最近研究混合栈渲染时,遇到了一个混合栈下的事件分发问题,为此看了一下flutter接入原生view后,其中的事件分发流程。为了方便后期查阅,做此记录,也希望能帮到有需要的人。

文中所讨论的原生view为: androidViewSurface ,即:hybird composition ,其次还将涉及到Flutter的启动流程 ,如果对这两者不熟悉的话,建议浏览这下面的文章:

Flutter——在Android平台上的启动流程浅析

Flutter在Android平台上启动时,Native层做了什么?

Flutter——Hybrid Composition混合图层的原理分析

平台层: Android

由启动流程可知,最先创建的 FlutterView类似于容器,其持有flutter绘制所需的surface,那么我们就由它的onTouchEvent方法看起。

其实,根据Flutter框架的定位,也可以猜到事件分发是由平台负责的。

Flutter:onTouchEvent

@Override
public boolean onTouchEvent(@NonNull MotionEvent event) {
  ...无关代码...

  return androidTouchProcessor.onTouchEvent(event);
}

这里调用了 androidTouchProcessor.onTouchEvent(event)
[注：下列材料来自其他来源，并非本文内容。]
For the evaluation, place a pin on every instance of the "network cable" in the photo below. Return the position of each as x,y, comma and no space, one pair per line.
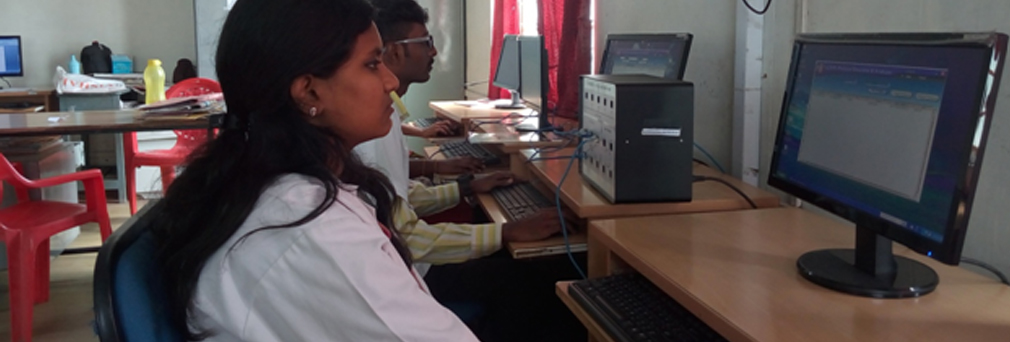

AndroidTouchProcessor: onTouchEvent

public boolean onTouchEvent(@NonNull MotionEvent event) {
  return onTouchEvent(event, IDENTITY_TRANSFORM);
}

此方法会进一步调用同名函数:

public boolean onTouchEvent(@NonNull MotionEvent event, Matrix transformMatrix) {
  int pointerCount = event.getPointerCount();

  // Prepare a data packet of the appropriate size and order.
  // 对event进行转换和存储,并传递给flutter侧
  ByteBuffer packet =
      ByteBuffer.allocateDirect(pointerCount * POINTER_DATA_FIELD_COUNT * BYTES_PER_FIELD);
  packet.order(ByteOrder.LITTLE_ENDIAN);
    
    //...省略不少代码...
    //主要是根据event类型,并通过addPointerForIndex(...)方法对packet进行数据填充

  // 将packet发送到flutter
  renderer.dispatchPointerDataPacket(packet, packet.position());

  return true;
}

最终调用 FlutterRenderer.dispatchPointerDataPacket 进行事件的传递,我们继续看。

dispatchPointerDataPacket

这里相对比较简单,renderer的 dispatchPointerDataPacket 方法直接调用了FlutterJnidispatchPointerDataPacket方法:

//FlutterRenderer
public void dispatchPointerDataPacket(@NonNull ByteBuffer buffer, int position) {
  flutterJNI.dispatchPointerDataPacket(buffer, position);
}

//FlutterJNI

/** 这里会将pointer packet 转到对应的engine层的方法:nativeDispatchPointerDataPacket*/
@UiThread
public void dispatchPointerDataPacket(@NonNull ByteBuffer buffer, int position) {
  ensureRunningOnMainThread();
  ensureAttachedToNative();
  //调用engine层的方法
  nativeDispatchPointerDataPacket(nativeShellHolderId, buffer, position);
}

平台层的事件分发还是比较简单明了的,我们跟着事件继续往下走。

中间层: Engine

Platform Thread

通过开头的Flutter在Android平台上启动时,Native层做了什么?, 我们知道应用开始会注册一些engine的方法,具体实现在platform_view_android_jni_impl.cc :

bool RegisterApi(JNIEnv* env) {
  static const JNINativeMethod flutter_jni_methods[] = { 
    //...省略部分注册的方法
    {
        .name = "nativeDispatchPointerDataPacket", //android 侧的方法名
        .signature = "(JLjava/nio/ByteBuffer;I)V",//android 方法名的签名(参数类型)
        .fnPtr = reinterpret_cast<void*>(&DispatchPointerDataPacket),//对应engine层的方法指针
    },
    //...省略部分注册的方法
  }

当我们在android侧调用nativeDispatchPointerDataPacket方法时,会调用engine的DispatchPointerDataPacket方法,其实现如下:

static void DispatchPointerDataPacket(JNIEnv* env,
                                      jobject jcaller,
                                      jlong shell_holder,
                                      jobject buffer,
                                      jint position) {
                                      
  //通过GetDirectBufferAddress 获取到指向buffer的指针
  uint8_t* data = static_cast<uint8_t*>(env->GetDirectBufferAddress(buffer));
  
  //在通过position 最终生成一个指向packet的指针
  auto packet = std::make_unique<flutter::PointerDataPacket>(data, position);
  
  //然后将packet传递到 platform view的DispatchPointerDataPacket方法中
  ANDROID_SHELL_HOLDER->GetPlatformView()->DispatchPointerDataPacket(
      std::move(packet));
}

android端的packet通过上面的方法,传递到了platform viewDispatchPointerDataPacket 方法。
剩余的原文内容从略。